June 13, 2008 Friday



My great aunt was born in 1870. She died in 1964. During her long life, she collected books. Lots of them. I ended up inheriting them. If there's one unique feature about our house, it's the shelves full of books everywhere you go.

I've gotten so used to them being around that I don't even notice them any more. Except recently I stopped to look at the collected works of Tolstoy in a bookcase tucked in a shadowy corner of the upstairs hallway. There were six volumes, published in 1899. I wondered about the rest of that printing and who had owned them and how had their lives been affected by them. I wondered if I had the only set left of that printing. I also had several volumes of Goethe, and another set of William Makepeace Thackery. And a deteriorating hard-bound collection of all of Dickens' works, published while he was still alive.

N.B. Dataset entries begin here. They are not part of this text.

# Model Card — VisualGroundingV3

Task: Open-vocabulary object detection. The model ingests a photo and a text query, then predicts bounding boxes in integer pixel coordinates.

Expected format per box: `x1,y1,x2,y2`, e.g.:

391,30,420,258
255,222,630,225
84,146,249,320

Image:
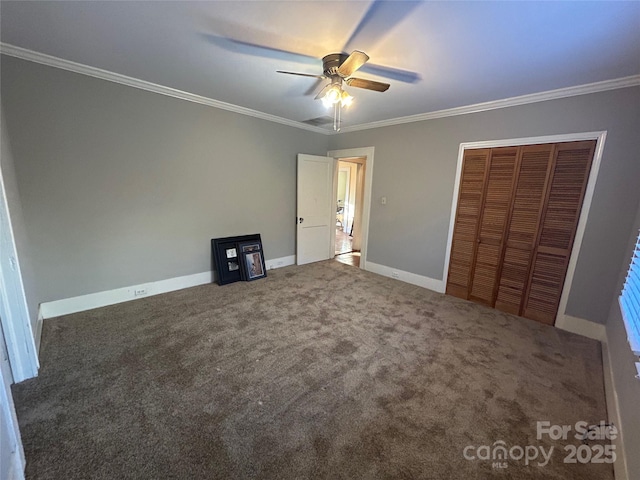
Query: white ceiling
0,1,640,128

In 1899, there was no radio or tv, no automobiles (well, very few), and not too much electricity. Someone could spend the time pouring over the works of Tolstoy, Goethe and Thackery. Who has time today? And yet everything in these century-old books is still being reprinted today.

Just for fun, I searched for the collected works of Dickens online. Practically everything is there in text form. Who needs books?

My great aunt did, and she thought enough of them to be sure they were handed down to my generation. But what is the next generation going to pass along? All the great literature on CD's?

And where will my great-aunt's books be in 100 years?